Isovolumetric Energy Minimization for Ball-Shaped Volume-Preserving Parameterizations of 3-Manifolds

TL;DR

This paper introduces a novel isovolumetric energy minimization approach for computing volume-preserving, ball-shaped parameterizations of 3-manifolds, with a new efficient algorithm and practical applications in shape registration.

Contribution

It formulates volume-preserving parameterizations as an IEM problem and develops a preconditioned nonlinear conjugate gradient algorithm with guaranteed convergence.

Findings

The proposed algorithm achieves higher accuracy than existing methods.

It significantly improves computational efficiency.

Applications demonstrate practical usefulness in shape registration.

Abstract

A volume-preserving parameterization is a bijective mapping that maps a 3-manifold onto a specified canonical domain that preserves the local volume.
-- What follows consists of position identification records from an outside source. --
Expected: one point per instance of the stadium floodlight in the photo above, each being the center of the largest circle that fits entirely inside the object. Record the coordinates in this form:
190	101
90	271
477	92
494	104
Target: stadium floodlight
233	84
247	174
This paper formulates the computation of ball-shaped volume-preserving parameterizations as an isovolumetric energy minimization (IEM) problem with the boundary points constrained on a unit sphere. In addition, we develop a new preconditioned nonlinear conjugate gradient algorithm for solving the IEM problem with guaranteed theoretical convergence and significantly improved accuracy and computational efficiency compared to other state-of-the-art algorithms. Applications to solid shape registration and deformation are presented to highlight the usefulness of the proposed algorithm.